A study conducted at the University of California-San Diego attempted to determine whether long-term IOP fluctuations are a risk factor for conversion from ocular hypertension to glaucoma. The study included 105 untreated patients with ocular hypertension who were followed as part of the Diagnostic Innovations in Glaucoma Study (DIGS). The subjects had IOP greater than 22 mmHg in both eyes, normal visual fields and normal optic discs as evaluated by stereophotograph assessment.


Twenty-four patients (23 percent) developed glaucoma (defined as reproducible visual field loss or progression of optic-disc damage) during a mean follow-up time of seven years (84.7 ±46.2 months). Mean IOP was calculated as the arithmetic mean of IOP over the course of all visits for non-converters, and visits up to the beginning of progression for those who converted. IOP fluctuation was calculated as the standard deviation of IOP at these visits. Multivariate models adjusted for age, central corneal thickness, vertical cup/disc ratio and pattern standard deviation.

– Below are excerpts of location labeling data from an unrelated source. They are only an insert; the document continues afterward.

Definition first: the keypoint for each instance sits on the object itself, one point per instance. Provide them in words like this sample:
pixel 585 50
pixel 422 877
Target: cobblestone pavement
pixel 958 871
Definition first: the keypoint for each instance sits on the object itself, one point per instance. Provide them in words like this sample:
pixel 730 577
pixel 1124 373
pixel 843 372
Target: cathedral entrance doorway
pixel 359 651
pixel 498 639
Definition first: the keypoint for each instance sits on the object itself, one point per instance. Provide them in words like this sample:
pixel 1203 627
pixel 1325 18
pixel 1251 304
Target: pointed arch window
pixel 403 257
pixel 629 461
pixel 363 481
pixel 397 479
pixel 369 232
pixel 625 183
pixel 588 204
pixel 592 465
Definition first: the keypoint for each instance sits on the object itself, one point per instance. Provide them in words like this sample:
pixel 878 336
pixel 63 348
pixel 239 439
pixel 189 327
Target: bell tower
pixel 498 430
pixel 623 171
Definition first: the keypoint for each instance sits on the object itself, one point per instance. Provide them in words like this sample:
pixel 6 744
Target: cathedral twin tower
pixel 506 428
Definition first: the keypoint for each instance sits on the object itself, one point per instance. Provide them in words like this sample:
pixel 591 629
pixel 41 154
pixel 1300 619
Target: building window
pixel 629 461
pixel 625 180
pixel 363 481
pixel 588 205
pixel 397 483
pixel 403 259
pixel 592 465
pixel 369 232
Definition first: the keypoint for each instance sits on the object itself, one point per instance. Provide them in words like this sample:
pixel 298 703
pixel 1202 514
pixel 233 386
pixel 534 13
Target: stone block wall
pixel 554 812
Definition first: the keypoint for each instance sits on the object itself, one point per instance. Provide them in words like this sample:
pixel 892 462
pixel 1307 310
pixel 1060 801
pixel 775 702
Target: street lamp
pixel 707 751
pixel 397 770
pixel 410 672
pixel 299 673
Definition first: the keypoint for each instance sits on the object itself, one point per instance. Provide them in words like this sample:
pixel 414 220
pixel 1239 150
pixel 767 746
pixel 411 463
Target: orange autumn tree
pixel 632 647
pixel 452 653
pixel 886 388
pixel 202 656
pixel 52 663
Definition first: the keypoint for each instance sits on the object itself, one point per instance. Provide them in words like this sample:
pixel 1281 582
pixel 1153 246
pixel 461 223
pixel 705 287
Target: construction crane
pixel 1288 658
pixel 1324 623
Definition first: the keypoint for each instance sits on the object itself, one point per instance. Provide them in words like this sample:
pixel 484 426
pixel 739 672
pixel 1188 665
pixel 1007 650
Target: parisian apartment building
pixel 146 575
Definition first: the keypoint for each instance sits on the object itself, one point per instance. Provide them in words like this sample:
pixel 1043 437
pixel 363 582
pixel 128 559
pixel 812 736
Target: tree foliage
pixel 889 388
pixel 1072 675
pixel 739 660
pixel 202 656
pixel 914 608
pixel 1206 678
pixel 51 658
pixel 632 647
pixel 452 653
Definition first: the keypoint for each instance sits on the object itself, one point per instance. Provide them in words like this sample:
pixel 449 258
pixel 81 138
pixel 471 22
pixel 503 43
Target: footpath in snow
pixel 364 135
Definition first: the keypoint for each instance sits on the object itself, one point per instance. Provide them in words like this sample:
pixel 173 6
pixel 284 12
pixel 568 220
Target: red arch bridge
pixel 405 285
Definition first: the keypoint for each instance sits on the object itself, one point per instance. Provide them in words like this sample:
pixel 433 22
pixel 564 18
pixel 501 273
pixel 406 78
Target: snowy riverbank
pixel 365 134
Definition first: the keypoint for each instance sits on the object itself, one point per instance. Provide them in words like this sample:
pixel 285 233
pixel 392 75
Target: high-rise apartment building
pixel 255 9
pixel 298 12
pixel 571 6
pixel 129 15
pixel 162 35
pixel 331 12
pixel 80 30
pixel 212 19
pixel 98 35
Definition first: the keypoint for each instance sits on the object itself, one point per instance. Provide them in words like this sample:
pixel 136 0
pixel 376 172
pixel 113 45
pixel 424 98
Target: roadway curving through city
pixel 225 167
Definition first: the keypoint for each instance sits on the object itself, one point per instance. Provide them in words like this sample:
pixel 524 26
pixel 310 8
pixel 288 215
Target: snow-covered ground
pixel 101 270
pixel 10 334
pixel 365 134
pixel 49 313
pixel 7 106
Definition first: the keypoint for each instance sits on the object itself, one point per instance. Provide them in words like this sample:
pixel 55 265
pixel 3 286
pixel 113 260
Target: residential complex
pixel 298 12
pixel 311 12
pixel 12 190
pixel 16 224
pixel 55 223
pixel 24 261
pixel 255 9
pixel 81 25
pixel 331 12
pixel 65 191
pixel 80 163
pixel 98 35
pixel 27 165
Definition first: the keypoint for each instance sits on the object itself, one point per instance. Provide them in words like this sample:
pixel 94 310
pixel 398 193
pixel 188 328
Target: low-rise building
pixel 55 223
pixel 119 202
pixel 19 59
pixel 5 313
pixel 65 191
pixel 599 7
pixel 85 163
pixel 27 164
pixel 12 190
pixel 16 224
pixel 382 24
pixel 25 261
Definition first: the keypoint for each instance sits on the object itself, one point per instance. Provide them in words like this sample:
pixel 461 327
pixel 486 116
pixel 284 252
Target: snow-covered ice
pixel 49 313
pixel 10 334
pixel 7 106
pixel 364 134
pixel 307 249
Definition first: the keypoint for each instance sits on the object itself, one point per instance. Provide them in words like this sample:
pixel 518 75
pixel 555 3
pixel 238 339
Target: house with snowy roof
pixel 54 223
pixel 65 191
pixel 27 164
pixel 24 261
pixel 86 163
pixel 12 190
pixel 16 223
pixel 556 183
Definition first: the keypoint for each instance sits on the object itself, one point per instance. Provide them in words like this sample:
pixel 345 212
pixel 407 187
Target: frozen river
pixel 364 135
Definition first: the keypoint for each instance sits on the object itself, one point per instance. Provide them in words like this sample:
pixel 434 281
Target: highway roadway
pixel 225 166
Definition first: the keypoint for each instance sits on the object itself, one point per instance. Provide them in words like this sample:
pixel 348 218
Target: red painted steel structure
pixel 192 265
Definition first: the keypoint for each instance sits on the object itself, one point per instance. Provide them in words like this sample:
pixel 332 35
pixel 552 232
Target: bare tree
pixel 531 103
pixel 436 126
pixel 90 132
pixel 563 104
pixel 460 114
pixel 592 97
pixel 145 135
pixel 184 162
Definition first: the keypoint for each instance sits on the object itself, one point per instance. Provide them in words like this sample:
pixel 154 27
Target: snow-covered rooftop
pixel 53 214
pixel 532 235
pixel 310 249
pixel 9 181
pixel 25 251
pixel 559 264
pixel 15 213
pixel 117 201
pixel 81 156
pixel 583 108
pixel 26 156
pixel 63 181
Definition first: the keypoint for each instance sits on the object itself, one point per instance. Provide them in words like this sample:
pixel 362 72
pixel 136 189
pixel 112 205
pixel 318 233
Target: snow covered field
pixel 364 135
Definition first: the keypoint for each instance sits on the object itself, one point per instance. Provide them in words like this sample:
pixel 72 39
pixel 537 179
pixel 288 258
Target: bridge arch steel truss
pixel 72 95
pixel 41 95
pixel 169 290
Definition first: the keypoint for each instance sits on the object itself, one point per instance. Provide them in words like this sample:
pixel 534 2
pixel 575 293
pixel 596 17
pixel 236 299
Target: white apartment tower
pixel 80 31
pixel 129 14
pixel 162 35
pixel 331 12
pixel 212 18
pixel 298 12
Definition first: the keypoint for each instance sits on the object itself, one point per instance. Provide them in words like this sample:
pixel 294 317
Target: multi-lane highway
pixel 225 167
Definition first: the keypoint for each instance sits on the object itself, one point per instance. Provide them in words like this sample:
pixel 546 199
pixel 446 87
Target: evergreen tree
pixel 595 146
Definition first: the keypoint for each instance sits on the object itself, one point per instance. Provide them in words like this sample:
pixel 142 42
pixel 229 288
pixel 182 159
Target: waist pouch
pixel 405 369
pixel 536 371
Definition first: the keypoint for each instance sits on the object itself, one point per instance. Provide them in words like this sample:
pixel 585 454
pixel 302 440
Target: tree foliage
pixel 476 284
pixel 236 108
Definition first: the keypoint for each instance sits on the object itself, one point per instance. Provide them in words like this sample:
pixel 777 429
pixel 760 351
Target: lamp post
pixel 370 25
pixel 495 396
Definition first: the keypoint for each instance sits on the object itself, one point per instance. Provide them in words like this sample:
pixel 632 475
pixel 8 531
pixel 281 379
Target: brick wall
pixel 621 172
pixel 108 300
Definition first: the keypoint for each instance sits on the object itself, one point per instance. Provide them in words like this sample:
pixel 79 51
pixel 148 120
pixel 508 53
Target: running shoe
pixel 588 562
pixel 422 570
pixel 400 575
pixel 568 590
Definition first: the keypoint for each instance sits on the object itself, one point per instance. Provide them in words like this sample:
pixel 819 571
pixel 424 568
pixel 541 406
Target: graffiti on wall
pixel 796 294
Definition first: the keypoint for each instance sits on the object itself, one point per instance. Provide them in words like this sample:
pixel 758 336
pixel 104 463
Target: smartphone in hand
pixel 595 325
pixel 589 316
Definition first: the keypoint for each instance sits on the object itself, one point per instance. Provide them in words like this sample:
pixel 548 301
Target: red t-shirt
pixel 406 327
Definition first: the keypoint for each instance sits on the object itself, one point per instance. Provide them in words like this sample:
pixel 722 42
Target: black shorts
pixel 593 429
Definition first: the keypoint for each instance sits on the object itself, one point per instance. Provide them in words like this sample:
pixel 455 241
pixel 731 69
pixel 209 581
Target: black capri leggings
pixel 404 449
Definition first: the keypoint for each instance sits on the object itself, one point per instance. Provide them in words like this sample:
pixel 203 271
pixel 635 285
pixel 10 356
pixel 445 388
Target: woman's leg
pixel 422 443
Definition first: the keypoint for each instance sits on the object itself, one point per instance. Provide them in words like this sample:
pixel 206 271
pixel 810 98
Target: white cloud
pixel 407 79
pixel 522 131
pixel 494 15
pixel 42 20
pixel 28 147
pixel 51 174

The data showed that while mean IOP during follow-up was a significant risk factor for progression in untreated ocular hypertensive subjects, IOP fluctuation was not, in either univariate or multivariate analysis. Converters' mean IOP fluctuation was 2.76 ±1.16 mmHg; non-converters mean IOP fluctuation was 2.63 ±0.86 (p=0.548).851


Myopia has been proposed as a risk factor for OAG, but researchers at the Doheny Eye Institute and University of Southern California in Los Angeles noted that nuclear opacification may confound this possible association. So, they examined data from 5,927 participants in the Los Angeles Latino Eye Study looking for associations between axial length and OAG in this adult population, in addition to associations between myopia and OAG. Pseudophakic and aphakic eyes were excluded; calculations were adjusted for age, gender, IOP, diabetes and family history using a logistic regression model.


The data showed that myopes were significantly more likely to have OAG (8.1 percent) than non-myopes (3.7 percent, p<0.0001). This association remained after adjusting for severity of nuclear opacification (p=0.0003). After adjusting for covariates, persons with longer axial length had a higher risk of having OAG compared to those with shorter axial length (p<0.0001). The authors conclude that myopia and longer axial length are both risk factors for OAG in adult Latinos.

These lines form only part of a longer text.